Look, the problem we have right now is that we cannot afford to keep mortgaging the future. We simply don’t have the money. All the Keynes-style hacks have had their say, their prescriptions and policies have been followed, and it did not work.
The factual data is now in to buttress the mathematical expectations that I have been spouting off on for the last several years, and indeed going back into the 1990s when I was decrying the idiocy found in the so-called “tech bubble” and “new economy.”
In order to produce a durable and strong economy you must both produce within your nation what the people wish to consume and limit the reach and impact of government such that government consumes a reasonably-small portion of the whole, since government by definition must be paid for with economic surplus from private activity.

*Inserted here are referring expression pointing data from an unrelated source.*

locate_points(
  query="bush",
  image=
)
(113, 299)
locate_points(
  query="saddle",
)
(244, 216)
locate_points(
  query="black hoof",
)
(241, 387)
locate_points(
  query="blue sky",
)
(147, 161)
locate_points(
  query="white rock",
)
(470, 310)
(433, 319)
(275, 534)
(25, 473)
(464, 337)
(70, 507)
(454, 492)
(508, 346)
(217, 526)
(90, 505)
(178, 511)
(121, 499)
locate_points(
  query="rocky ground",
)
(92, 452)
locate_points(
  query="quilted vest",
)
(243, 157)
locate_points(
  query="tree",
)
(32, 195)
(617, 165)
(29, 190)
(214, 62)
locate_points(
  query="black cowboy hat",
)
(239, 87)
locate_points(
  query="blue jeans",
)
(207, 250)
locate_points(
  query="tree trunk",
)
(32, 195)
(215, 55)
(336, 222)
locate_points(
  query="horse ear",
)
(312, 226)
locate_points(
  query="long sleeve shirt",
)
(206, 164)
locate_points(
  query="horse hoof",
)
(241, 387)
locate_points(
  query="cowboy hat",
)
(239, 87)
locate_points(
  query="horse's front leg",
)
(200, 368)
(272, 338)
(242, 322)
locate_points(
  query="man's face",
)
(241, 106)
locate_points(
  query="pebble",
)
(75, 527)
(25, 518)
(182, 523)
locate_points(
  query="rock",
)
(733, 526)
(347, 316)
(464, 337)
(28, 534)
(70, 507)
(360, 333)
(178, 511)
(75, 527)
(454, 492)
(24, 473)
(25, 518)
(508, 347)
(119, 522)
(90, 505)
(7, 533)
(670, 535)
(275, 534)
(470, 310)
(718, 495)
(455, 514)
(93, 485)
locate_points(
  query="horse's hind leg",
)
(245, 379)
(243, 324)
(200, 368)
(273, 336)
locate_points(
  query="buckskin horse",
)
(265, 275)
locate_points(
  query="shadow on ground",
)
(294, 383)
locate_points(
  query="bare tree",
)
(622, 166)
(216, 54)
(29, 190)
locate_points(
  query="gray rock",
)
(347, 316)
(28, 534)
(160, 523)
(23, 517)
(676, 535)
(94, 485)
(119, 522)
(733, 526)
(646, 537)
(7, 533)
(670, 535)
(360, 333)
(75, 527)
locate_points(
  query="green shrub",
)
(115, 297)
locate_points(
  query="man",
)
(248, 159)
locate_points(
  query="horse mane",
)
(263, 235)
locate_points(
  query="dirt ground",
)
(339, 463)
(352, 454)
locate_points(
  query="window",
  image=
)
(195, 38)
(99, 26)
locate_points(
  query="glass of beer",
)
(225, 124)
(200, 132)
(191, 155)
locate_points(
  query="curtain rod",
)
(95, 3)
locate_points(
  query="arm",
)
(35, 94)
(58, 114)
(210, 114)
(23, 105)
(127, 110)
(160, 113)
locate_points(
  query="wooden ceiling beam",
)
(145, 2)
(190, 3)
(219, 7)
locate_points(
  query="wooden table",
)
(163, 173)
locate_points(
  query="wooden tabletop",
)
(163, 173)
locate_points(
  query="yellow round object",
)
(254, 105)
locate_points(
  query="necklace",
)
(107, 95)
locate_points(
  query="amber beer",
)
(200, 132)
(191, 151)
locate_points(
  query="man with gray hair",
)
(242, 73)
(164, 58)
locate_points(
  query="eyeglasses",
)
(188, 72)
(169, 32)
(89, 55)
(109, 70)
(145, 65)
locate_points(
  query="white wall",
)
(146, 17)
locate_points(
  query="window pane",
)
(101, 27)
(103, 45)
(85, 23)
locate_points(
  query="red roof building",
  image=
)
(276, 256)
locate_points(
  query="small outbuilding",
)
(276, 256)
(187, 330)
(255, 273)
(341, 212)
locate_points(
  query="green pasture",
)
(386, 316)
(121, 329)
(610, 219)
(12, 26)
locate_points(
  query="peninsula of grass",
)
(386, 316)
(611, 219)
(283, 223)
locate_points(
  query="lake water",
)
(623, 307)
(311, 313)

This is utterly lost on virtually everyone who’s commenting on the situation today, including people like Steve Southerland who claim to be fiscal conservatives. Critters like Nancy Pelosi make no bones about the fact that they have placed half or more of the entire budget off-limits to adjustment, but we’re spending 43 cents more than we take in via taxes.
Care to explain how we will remove the government’s deficit when Health Care (Medicare/Medicaid), Pensions (Social Security) and now defense have been exempted? That’s 69% of the budget which exceeds the 56% that we fund via taxes.
Oh, wait – we must add the 5% for interest (and this will start to rise rapidly if we don’t take care of our fiscal problems now), so it’s really 74% that’s “off limits.”
Do you really think we’re going to cut funding for the entire rest of the government to zero, including Pelosi’s and Obama’s salary? Well, that’s what you have to believe, and even if we did that we’d still have a roughly $600 billion deficit!
To both the left and the right:
GO HOME – YOU’RE ALL A BUNCH OF LIARS AND FRAUDS.